Elie Wiesel and other Jewish people claim, however, that Mormons circumvented all past agreements, a claim supported by Salt Lake City researcher and former LDS member, Helen Radkey, who discovered Wiesel’s name and other Holocaust survivors in the LDS database for proxy baptisms. Radkey reportedly found this information on a database open only to Mormons.

But what the Mormons have done, and the twisted reasoning behind it, is nothing new.

Darwin, Baptists, and Perfection

Some Christians have represented the Jewish religion — and by implication, the Jewish people — as an immature or intermediate developmental religious stage on the way to Christianity, the so-called advanced, mature faith, and the Jewish Bible as only a prelude to the eventual coming of Jesus and the Christian testaments.
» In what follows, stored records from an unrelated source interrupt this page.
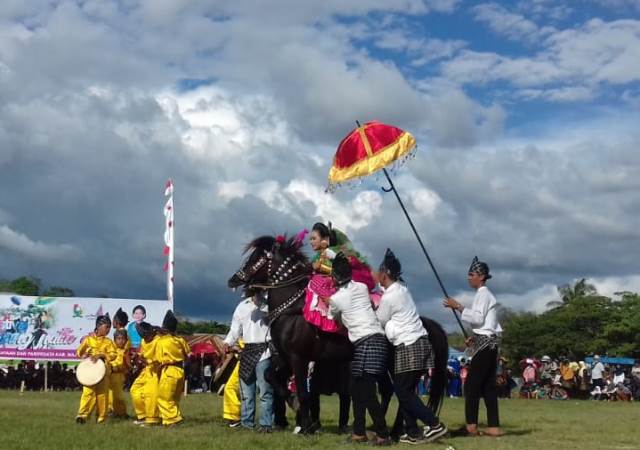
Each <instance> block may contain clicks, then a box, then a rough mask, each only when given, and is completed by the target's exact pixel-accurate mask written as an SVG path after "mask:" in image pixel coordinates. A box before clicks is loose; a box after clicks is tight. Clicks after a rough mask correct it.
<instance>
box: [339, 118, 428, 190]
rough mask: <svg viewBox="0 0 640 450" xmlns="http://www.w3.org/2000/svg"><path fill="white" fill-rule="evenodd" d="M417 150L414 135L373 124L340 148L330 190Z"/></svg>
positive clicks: (386, 127) (341, 145)
mask: <svg viewBox="0 0 640 450" xmlns="http://www.w3.org/2000/svg"><path fill="white" fill-rule="evenodd" d="M415 146H416V140H415V139H414V137H413V136H412V135H411V133H408V132H406V131H403V130H401V129H400V128H397V127H394V126H392V125H385V124H384V123H380V122H375V121H373V122H368V123H365V124H364V125H362V126H358V128H356V129H355V130H353V131H352V132H351V133H349V134H348V135H347V137H345V138H344V139H343V140H342V142H340V145H339V146H338V151H337V152H336V155H335V157H334V158H333V166H332V167H331V170H330V171H329V188H330V190H331V189H332V188H333V187H335V186H336V185H338V184H340V183H344V182H345V181H349V180H352V179H354V178H361V177H366V176H367V175H371V174H372V173H374V172H376V171H378V170H380V169H384V168H385V167H387V166H389V165H390V164H392V163H394V162H396V161H399V160H401V159H402V158H403V157H405V156H407V155H408V154H410V152H411V150H413V149H414V148H415Z"/></svg>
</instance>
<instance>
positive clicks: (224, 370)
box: [211, 353, 238, 393]
mask: <svg viewBox="0 0 640 450" xmlns="http://www.w3.org/2000/svg"><path fill="white" fill-rule="evenodd" d="M236 364H238V357H237V356H236V355H235V353H229V354H228V355H227V356H226V358H225V359H224V361H223V362H222V364H220V366H218V368H217V369H216V371H215V374H214V375H213V382H212V386H211V390H212V391H213V392H218V393H220V390H221V388H222V387H224V385H225V384H226V382H227V381H228V380H229V377H230V376H231V374H232V373H233V370H234V369H235V368H236Z"/></svg>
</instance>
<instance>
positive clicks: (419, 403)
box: [376, 249, 447, 444]
mask: <svg viewBox="0 0 640 450" xmlns="http://www.w3.org/2000/svg"><path fill="white" fill-rule="evenodd" d="M401 275H402V266H401V264H400V261H399V260H398V259H397V258H396V256H395V255H394V254H393V252H392V251H391V250H389V249H387V252H386V254H385V256H384V260H383V261H382V264H380V268H379V272H378V282H379V283H380V286H382V288H383V289H384V294H383V295H382V298H381V299H380V306H379V307H378V309H377V311H376V315H377V316H378V320H380V324H381V325H382V326H383V327H384V331H385V334H386V336H387V339H389V341H390V342H391V344H392V345H393V348H394V361H395V363H394V370H393V387H394V390H395V392H396V395H397V396H398V401H399V403H400V410H401V412H402V416H403V419H404V423H405V429H406V434H404V435H402V436H400V439H399V440H400V442H406V443H409V444H418V443H420V442H432V441H435V440H436V439H438V438H440V437H442V436H443V435H444V434H446V432H447V427H446V426H445V425H444V424H442V423H440V422H439V421H438V419H437V418H436V416H435V414H434V412H433V411H431V409H430V408H429V407H428V406H426V405H425V404H424V403H423V402H422V401H421V400H420V397H418V395H417V393H416V392H417V387H418V383H419V381H420V378H421V377H422V375H424V374H425V373H426V372H427V371H428V370H429V369H432V368H433V367H434V361H433V358H434V355H433V349H432V348H431V343H430V341H429V337H428V336H427V330H426V329H425V328H424V325H423V324H422V320H420V316H419V315H418V310H417V309H416V304H415V302H414V301H413V297H411V293H410V292H409V290H408V289H407V287H406V286H405V285H404V284H403V283H402V277H401ZM417 419H420V420H421V421H422V422H423V423H424V425H425V426H424V429H423V430H420V429H419V428H418V424H417ZM394 428H395V427H394ZM394 431H397V430H394Z"/></svg>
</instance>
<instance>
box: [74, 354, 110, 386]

Charles Darwin, in his pioneering book The Origin of Species, published in 1859, posited an evolutionary theory of plant and animal development. Though Darwin himself did not assert this, some of Darwin’s successors known as “Social Darwinists” extended his ideas to theorize that Jews and the Jewish religion were throwbacks to earlier stages of religious and human development, and even that Jews were not fully human.

Delegates to the annual Southern Baptist Convention in New Orleans in 1996 passed a resolution (“Resolution on Jewish Evangelism”) committing to putting more energy and resources into converting Jews to Christianity.
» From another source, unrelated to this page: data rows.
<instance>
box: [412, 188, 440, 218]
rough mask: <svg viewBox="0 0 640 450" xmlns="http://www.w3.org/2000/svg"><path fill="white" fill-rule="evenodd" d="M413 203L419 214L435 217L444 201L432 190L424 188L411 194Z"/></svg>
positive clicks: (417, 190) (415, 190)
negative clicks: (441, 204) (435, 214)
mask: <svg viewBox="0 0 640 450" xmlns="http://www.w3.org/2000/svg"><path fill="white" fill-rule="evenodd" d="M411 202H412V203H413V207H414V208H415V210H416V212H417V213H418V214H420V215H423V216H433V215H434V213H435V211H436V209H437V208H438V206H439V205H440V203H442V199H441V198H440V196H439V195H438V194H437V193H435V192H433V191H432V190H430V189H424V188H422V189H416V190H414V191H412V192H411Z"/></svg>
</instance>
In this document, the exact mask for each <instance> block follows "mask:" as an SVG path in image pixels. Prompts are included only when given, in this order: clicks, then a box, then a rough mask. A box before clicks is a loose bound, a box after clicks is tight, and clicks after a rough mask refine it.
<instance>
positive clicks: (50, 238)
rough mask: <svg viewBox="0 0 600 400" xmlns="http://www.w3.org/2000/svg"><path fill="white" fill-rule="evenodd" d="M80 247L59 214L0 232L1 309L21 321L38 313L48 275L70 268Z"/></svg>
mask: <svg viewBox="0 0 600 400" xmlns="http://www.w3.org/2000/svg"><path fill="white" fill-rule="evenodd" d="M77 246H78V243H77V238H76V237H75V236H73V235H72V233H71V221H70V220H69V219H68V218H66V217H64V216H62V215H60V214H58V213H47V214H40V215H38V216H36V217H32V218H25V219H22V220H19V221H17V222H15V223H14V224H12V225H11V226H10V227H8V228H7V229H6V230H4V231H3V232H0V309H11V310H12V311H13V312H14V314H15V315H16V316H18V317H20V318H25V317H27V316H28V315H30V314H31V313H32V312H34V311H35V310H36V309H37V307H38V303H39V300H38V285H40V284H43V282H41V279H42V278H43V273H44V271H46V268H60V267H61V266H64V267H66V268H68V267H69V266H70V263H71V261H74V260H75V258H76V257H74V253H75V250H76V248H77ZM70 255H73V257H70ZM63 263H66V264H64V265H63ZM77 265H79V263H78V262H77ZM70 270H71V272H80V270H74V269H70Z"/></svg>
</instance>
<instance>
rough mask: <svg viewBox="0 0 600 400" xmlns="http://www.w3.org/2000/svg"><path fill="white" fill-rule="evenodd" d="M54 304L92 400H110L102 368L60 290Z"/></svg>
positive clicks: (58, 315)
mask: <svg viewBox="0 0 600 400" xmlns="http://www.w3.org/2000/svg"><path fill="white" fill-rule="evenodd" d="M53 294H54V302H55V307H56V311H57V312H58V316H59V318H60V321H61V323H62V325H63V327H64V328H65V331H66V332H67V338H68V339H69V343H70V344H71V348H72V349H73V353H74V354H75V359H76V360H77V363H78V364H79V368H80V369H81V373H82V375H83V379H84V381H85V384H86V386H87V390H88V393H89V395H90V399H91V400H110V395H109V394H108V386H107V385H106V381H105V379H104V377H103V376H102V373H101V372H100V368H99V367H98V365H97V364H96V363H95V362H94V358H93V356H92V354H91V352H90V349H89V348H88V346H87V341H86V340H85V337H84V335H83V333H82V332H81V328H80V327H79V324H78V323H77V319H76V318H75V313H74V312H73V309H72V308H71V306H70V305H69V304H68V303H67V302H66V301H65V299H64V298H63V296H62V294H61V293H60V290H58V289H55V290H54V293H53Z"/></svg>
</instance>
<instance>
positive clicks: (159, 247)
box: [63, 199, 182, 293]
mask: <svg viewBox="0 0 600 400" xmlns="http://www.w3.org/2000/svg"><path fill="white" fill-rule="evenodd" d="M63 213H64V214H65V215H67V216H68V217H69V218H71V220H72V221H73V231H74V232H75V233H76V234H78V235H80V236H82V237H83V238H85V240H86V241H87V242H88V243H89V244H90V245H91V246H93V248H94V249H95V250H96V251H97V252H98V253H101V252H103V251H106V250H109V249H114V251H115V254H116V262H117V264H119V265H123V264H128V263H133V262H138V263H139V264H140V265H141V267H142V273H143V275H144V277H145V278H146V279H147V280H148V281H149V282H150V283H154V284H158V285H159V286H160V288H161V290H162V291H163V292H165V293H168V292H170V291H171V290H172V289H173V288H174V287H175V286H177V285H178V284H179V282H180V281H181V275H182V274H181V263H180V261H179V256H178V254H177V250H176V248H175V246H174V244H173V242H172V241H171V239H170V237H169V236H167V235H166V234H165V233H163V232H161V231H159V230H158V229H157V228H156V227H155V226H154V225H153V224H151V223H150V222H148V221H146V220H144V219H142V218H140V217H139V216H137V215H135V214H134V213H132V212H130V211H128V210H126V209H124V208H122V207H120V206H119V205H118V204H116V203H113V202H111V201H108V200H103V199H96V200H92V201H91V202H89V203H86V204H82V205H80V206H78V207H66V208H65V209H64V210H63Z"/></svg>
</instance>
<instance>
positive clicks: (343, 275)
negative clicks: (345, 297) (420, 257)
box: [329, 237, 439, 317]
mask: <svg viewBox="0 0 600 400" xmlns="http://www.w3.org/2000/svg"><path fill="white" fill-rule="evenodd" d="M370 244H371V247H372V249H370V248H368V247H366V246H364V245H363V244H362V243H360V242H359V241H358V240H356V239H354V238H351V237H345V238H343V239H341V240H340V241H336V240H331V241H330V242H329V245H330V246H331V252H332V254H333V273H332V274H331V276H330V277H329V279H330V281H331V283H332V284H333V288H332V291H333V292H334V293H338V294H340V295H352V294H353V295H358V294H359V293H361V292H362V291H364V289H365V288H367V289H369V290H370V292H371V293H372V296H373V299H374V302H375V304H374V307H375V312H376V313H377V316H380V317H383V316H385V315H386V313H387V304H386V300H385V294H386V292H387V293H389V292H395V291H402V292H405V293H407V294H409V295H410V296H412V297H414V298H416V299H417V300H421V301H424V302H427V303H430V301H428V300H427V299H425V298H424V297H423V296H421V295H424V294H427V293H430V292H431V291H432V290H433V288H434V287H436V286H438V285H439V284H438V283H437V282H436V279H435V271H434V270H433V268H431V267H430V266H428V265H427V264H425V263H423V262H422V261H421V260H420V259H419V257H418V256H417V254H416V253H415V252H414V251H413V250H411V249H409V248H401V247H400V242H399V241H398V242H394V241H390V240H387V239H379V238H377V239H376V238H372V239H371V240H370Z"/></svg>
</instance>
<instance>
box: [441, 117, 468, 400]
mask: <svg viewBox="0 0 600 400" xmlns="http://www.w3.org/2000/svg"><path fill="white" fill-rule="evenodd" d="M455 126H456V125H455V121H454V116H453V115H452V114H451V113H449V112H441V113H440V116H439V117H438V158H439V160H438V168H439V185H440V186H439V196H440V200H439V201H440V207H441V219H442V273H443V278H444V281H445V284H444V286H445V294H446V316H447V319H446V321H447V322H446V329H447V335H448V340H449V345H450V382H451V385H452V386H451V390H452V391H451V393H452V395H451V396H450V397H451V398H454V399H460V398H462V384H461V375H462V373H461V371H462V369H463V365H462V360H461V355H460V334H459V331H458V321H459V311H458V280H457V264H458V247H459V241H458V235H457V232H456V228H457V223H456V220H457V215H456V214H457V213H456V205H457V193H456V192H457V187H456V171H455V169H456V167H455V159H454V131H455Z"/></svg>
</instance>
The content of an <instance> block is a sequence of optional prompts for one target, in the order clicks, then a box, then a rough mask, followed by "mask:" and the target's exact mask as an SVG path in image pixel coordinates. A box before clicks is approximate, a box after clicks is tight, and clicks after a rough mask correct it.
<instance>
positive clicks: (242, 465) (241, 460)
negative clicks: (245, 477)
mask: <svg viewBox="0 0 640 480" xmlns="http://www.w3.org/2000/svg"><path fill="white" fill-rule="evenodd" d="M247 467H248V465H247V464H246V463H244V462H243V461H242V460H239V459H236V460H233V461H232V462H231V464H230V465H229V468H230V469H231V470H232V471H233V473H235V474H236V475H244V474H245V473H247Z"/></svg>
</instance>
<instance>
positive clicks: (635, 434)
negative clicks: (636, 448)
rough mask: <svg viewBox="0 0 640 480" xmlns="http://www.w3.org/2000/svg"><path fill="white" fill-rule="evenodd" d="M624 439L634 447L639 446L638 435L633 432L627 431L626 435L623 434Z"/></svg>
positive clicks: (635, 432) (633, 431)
The resolution read, in part: “WHEREAS, There has been an organized effort on the part of some either to deny that Jewish people need to come to their Messiah, Jesus, to be saved;…BE IT FINALLY RESOLVED, That we direct our energies and resources toward the proclamation of the gospel [of Jesus] to the Jewish people.” Many Southern Baptists continue to believe, as do members of some other denominations, that Judaism remains an inadequate religion without Jesus as its central figure.

According to Ashkenazi Jewish tradition, a newborn infant is named after a deceased relative. I had the good fortune of being named after my maternal great-grandfather, Wolf Mahler, an observant Jew, a good man whom the Nazis murdered along with many of my other family members in my ancestral village of Krosno, Poland.
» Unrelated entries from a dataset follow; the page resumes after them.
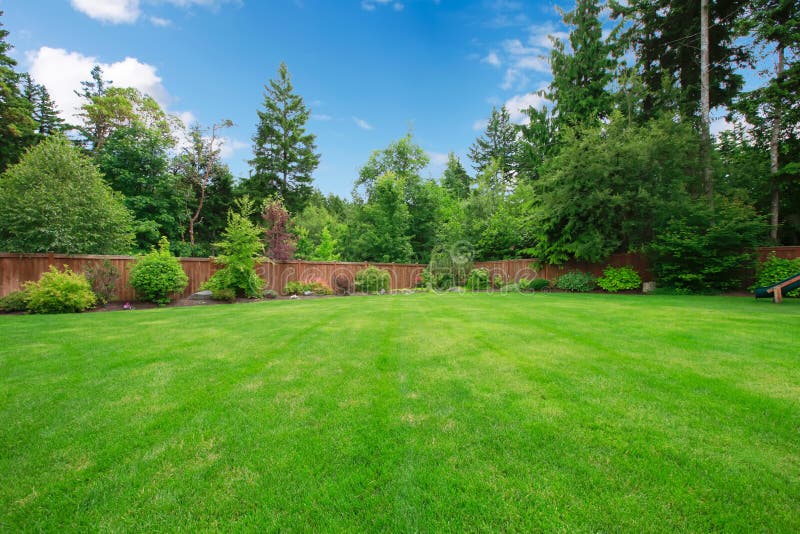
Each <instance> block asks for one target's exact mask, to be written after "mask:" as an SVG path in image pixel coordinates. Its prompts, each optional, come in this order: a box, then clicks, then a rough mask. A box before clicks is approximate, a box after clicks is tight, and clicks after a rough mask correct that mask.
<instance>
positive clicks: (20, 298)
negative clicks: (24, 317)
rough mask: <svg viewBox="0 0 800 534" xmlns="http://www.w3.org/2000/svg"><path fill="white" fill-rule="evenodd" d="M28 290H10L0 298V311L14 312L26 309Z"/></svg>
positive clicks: (27, 295) (26, 305) (26, 306)
mask: <svg viewBox="0 0 800 534" xmlns="http://www.w3.org/2000/svg"><path fill="white" fill-rule="evenodd" d="M28 298H29V296H28V291H27V290H25V289H23V290H20V291H12V292H11V293H9V294H8V295H6V296H5V297H3V298H0V311H4V312H15V311H25V310H27V309H28Z"/></svg>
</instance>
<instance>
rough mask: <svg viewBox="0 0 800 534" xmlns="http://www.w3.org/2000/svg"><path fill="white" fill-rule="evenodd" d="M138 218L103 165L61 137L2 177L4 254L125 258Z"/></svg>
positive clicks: (25, 159) (44, 147)
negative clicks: (111, 254)
mask: <svg viewBox="0 0 800 534" xmlns="http://www.w3.org/2000/svg"><path fill="white" fill-rule="evenodd" d="M131 223H132V218H131V214H130V212H129V211H128V210H127V209H126V208H125V206H124V205H123V202H122V199H121V197H120V196H118V195H117V194H115V193H114V192H113V191H112V190H111V188H110V187H108V185H106V184H105V183H104V181H103V178H102V176H101V174H100V172H99V171H98V169H97V167H95V166H94V164H93V163H92V162H91V161H90V160H89V159H88V158H87V157H86V156H84V155H82V154H81V153H80V150H79V149H78V148H77V147H75V146H74V145H73V144H72V143H71V142H70V141H69V140H67V139H66V138H65V137H63V136H60V135H53V136H50V137H48V138H47V139H45V140H44V141H42V142H41V143H40V144H38V145H36V146H35V147H33V148H31V149H30V150H29V151H28V152H26V153H25V155H24V156H23V157H22V159H21V160H20V162H19V163H18V164H16V165H14V166H12V167H10V168H9V169H8V170H6V172H5V173H3V175H2V176H0V250H3V251H4V252H62V253H66V254H125V253H127V252H129V251H130V249H131V244H132V238H133V234H132V232H131V225H132V224H131Z"/></svg>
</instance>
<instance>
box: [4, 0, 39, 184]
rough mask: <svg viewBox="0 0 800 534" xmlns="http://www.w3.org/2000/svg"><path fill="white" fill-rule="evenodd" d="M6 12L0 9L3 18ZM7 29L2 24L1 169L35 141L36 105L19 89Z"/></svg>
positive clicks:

The thought of anyone posthumously baptizing any member of my family against their will brings up a sense of righteous outrage that knows no bounds. I find it unfathomable that any individual or denomination would manifest the unfettered audacity and chutzpah to engage in such cynical, offensive, and yes, oppressive practices and utterances in defense of their worldview and understanding of the Divine.

For me, this is no simple disagreement, but rather, a fight against oppression, and a fight for social justice. I will not permit any religious group to define me and other Jews, to deny us our right of self-definition and self-determination, and to deny us our integrity and our humanity by attempting to prevent us from maintaining our subjectivity, our agency, and our voice.

To Mormons and others I say, while you may find the practice of baptism well and fine for yourselves, keep it to yourselves. We neither want nor need your so-called “saving.” Jews have already been “perfected,” and we are “complete” as we are.

Though some religious denominations and individuals may continue in their attempts to define us, they will not succeed, for they are fighting a religious and cultural war they will ultimately lose. In the final analysis, their actions only bring disgrace upon themselves and upon their denominations.